KAI RYSSDAL: Picking back up on the theme of business deals gone bad — for just a second — because of politics, there's some news out of Moscow today. There are reports Shell has given in to pressure from the Kremlin. The Anglo-Dutch energy congolmerate's been working on a huge natural gas project in the Russian Far East. Nobody's confirming or denying but energy analysts are saying the deal's been undone. From the Marketplace European Desk in London Stephen Beard has more.
STEPHEN BEARD: Sakhalin 2, on the Russian island of Sakhalin, is one of the biggest natural gas projects in the world. Shell owns over half of it. Much to the annoyance of the Kremlin, there are no Russian companies involved. The Kremlin has waged a long campaign against Shell, accusing it of breaking environmental laws. Now Shell has reportedly agreed to sell much of its share, putting the state-owned Gazprom in control. A dangerous precedent, says analyst Nick Redman.

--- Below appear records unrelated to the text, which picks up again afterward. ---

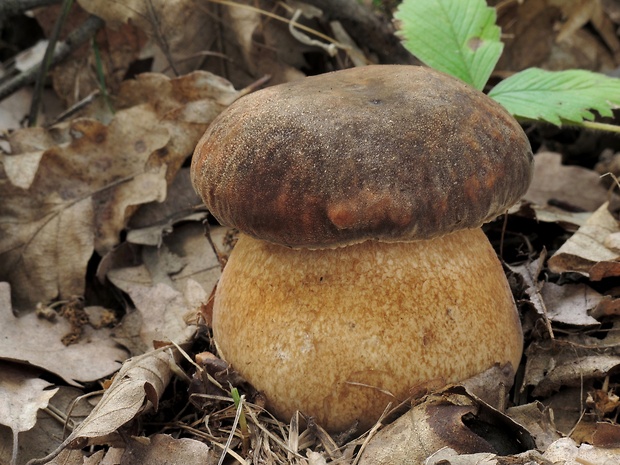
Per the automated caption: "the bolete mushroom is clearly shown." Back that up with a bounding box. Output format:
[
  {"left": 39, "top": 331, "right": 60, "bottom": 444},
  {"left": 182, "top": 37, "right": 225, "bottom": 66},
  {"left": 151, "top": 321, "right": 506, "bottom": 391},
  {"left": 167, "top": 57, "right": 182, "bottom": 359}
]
[{"left": 192, "top": 65, "right": 532, "bottom": 432}]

NICK REDMAN: The foreign oil company under pressure has ceded control of the project. It's not only allowed a Russian company in. It's the fact of ceding control that makes it quite worrying for every energy investor in Russia.

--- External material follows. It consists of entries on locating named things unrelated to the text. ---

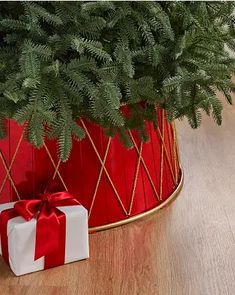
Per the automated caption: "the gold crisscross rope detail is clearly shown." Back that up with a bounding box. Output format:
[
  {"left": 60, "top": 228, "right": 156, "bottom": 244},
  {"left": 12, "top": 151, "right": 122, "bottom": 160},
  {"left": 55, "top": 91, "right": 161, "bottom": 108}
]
[
  {"left": 157, "top": 121, "right": 177, "bottom": 185},
  {"left": 0, "top": 132, "right": 24, "bottom": 200},
  {"left": 88, "top": 137, "right": 111, "bottom": 217},
  {"left": 43, "top": 142, "right": 68, "bottom": 191},
  {"left": 129, "top": 131, "right": 160, "bottom": 204},
  {"left": 80, "top": 119, "right": 128, "bottom": 215}
]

Exxon-Mobil, which controls a neighboring project called Sakhalin 1 could be next, says oil economist Phillip Verlegger.
PHILLIP VERLEGGER: Exxon-Mobil has to be nervous because the Russians have been relentless in their effort to regain control over their reserves. I can see the Russians asking for more ownership. I can also see the Russians deciding that they're gonna raise the tax rate on this.
He says the shakedown was predictable. A resurgent Russia is determined to unpick the one-sided deals it struck with Western energy companies more than a decade ago — when the Russian economy was on the brink of collapse.
In London, this is Stephen Beard for Marketplace.